Non-Convex Self-Concordant Functions: Practical Algorithms and Complexity Analysis
Donald Goldfarb, Lexiao Lai, Tianyi Lin, Jiayu Zhang
TL;DR
The paper extends self-concordance to non-convex optimization by introducing two function classes—(κ,ℓ)-weakly self-concordant and F-based κ-self-concordant—and develops two second-order algorithms, RNM and ARM, that guarantee convergence to first-order stationary points and, with negative curvature detection, to second-order stationary points. It provides a descent framework (descent inequality) and rigorous convergence analyses, showing $O(ε^{-2})$ iteration complexity for first-order guarantees and additional rates under curvature assumptions. The framework is demonstrated on practical nonconvex problems, including generalized phase retrieval, sparse dictionary learning, and nonnegative matrix factorization, and is validated with experiments on NMF and CNN training, where ARM and KFAC-based variants show improved robustness and efficiency over cubic regularization and trust-region methods. The work highlights the broad potential of self-concordant regularization for scalable, robust optimization in large-scale machine learning and related domains.
Abstract
We extend the standard notion of self-concordance to non-convex optimization and develop a family of second-order algorithms with global convergence guarantees. In particular, two function classes -- \textit{weakly self-concordant} functions and \textit{$F$-based self-concordant} functions -- generalize the self-concordant framework beyond convexity, without assuming the Lipschitz continuity of the gradient or Hessian. For these function classes, we propose a regularized Newton method and an adaptive regularization method that achieve an $ε$-approximate first-order stationary point in $O(ε^{-2})$ iterations.
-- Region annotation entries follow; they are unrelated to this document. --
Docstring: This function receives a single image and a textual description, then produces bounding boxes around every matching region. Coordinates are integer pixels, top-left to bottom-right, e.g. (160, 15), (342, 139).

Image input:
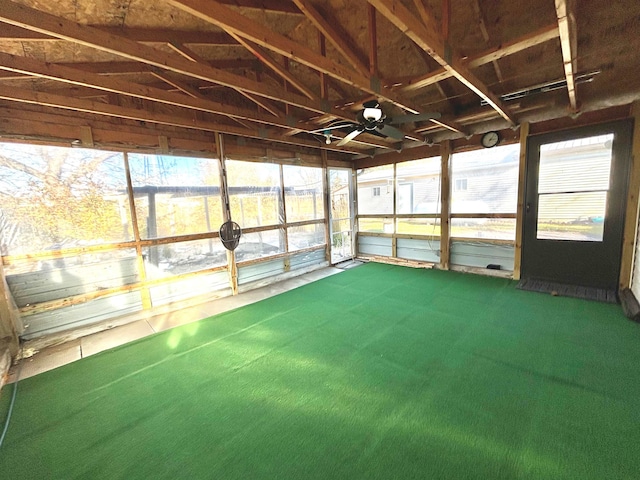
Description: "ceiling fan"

(329, 100), (440, 147)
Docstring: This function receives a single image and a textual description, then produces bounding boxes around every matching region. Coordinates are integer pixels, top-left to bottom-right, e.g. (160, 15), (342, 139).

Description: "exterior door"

(522, 121), (632, 300)
(329, 168), (353, 265)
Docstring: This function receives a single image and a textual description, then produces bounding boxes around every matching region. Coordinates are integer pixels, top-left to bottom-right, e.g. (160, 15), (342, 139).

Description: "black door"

(521, 121), (632, 301)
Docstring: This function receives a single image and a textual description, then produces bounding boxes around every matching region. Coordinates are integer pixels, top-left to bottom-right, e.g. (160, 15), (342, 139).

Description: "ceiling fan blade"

(376, 125), (404, 140)
(338, 128), (364, 147)
(389, 112), (440, 125)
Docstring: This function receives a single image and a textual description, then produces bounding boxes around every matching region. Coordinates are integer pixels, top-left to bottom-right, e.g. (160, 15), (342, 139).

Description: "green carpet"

(0, 263), (640, 480)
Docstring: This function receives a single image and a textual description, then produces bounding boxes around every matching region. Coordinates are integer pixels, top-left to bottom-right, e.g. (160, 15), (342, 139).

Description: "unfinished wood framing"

(440, 141), (452, 270)
(619, 102), (640, 290)
(513, 122), (529, 280)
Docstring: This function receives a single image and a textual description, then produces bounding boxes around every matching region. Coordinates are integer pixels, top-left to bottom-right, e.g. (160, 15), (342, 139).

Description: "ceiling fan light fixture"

(362, 108), (382, 122)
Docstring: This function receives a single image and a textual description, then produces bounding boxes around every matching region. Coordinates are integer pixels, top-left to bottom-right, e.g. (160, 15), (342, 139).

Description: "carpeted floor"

(0, 263), (640, 480)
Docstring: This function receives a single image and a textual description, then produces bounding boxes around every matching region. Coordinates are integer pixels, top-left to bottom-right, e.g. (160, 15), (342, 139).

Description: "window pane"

(451, 145), (520, 213)
(236, 228), (284, 261)
(282, 165), (324, 222)
(396, 218), (440, 236)
(287, 223), (325, 252)
(358, 218), (393, 233)
(357, 165), (393, 215)
(0, 143), (133, 255)
(396, 158), (440, 213)
(450, 218), (516, 240)
(226, 160), (283, 228)
(129, 154), (224, 238)
(538, 133), (613, 193)
(144, 238), (227, 279)
(331, 218), (351, 233)
(537, 192), (607, 242)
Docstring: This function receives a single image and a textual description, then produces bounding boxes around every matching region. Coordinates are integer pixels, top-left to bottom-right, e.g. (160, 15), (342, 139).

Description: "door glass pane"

(536, 134), (613, 242)
(538, 192), (607, 242)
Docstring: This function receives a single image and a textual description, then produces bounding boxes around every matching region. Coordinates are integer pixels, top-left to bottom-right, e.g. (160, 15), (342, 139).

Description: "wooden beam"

(555, 0), (578, 111)
(230, 33), (318, 100)
(471, 0), (503, 82)
(0, 53), (320, 131)
(293, 0), (369, 76)
(440, 140), (452, 270)
(0, 23), (239, 46)
(0, 86), (362, 153)
(513, 122), (529, 280)
(168, 0), (419, 113)
(619, 101), (640, 290)
(0, 0), (350, 117)
(368, 0), (516, 125)
(151, 69), (205, 98)
(367, 5), (378, 77)
(400, 24), (558, 93)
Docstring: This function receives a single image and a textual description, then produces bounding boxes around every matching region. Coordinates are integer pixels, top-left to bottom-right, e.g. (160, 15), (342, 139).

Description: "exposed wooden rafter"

(230, 33), (318, 100)
(169, 42), (283, 117)
(293, 0), (369, 76)
(0, 86), (361, 153)
(471, 0), (503, 82)
(368, 0), (516, 125)
(0, 0), (344, 117)
(169, 0), (419, 113)
(401, 24), (558, 93)
(0, 53), (317, 131)
(555, 0), (578, 111)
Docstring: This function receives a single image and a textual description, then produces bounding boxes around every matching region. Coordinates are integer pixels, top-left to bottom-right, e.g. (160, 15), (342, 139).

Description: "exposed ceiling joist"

(0, 53), (318, 131)
(0, 86), (361, 153)
(555, 0), (578, 111)
(151, 69), (205, 99)
(0, 25), (239, 47)
(293, 0), (369, 76)
(169, 0), (420, 113)
(368, 0), (516, 125)
(401, 23), (558, 93)
(230, 33), (318, 100)
(0, 0), (352, 120)
(471, 0), (504, 82)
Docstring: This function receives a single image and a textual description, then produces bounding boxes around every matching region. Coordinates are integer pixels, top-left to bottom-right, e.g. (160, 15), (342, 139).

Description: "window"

(451, 145), (520, 240)
(453, 178), (467, 192)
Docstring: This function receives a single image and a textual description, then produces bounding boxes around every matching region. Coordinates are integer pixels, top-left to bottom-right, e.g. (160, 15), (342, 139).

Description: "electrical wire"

(0, 346), (24, 450)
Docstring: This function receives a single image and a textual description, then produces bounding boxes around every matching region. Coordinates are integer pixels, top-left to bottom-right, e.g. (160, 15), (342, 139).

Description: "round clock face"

(482, 132), (500, 148)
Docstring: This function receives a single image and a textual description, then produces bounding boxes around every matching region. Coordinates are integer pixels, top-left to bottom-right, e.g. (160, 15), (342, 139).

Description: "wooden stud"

(80, 126), (94, 148)
(555, 0), (578, 111)
(440, 140), (451, 270)
(619, 101), (640, 290)
(367, 5), (378, 77)
(320, 150), (331, 262)
(513, 122), (529, 280)
(158, 135), (169, 155)
(278, 159), (289, 256)
(215, 133), (238, 295)
(123, 152), (153, 310)
(0, 261), (22, 356)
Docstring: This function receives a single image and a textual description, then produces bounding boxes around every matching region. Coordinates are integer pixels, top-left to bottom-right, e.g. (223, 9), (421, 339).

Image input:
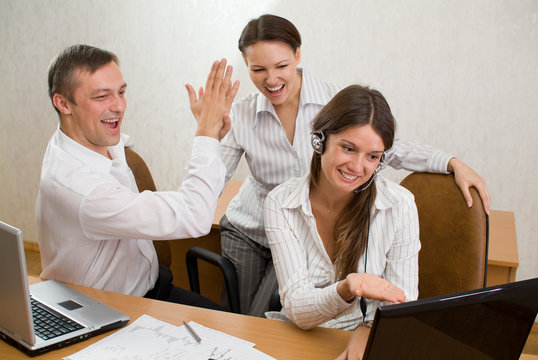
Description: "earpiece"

(311, 130), (325, 155)
(375, 153), (387, 172)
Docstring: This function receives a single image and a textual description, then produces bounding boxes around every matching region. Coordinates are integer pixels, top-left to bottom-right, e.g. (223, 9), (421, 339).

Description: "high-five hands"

(185, 59), (239, 140)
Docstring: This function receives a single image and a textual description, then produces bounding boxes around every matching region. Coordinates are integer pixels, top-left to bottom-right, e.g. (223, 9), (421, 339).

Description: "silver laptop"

(0, 221), (129, 356)
(363, 278), (538, 360)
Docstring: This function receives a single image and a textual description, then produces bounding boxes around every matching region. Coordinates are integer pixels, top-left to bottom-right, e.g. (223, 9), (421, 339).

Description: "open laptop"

(0, 221), (129, 356)
(364, 278), (538, 360)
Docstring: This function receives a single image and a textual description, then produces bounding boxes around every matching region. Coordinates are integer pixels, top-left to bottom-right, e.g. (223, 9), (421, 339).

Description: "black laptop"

(364, 278), (538, 360)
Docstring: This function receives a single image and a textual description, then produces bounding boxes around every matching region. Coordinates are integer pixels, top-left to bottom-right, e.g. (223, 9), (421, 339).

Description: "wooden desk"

Equipped with an oracle capable of detecting negative curvature, the adaptive algorithm can further attain convergence to an approximate second-order stationary point. Our experimental results demonstrate that the proposed methods offer superior robustness and computational efficiency compared to cubic regularization and trust-region approaches, underscoring the broad potential of self-concordant regularization for large-scale and neural network optimization problems.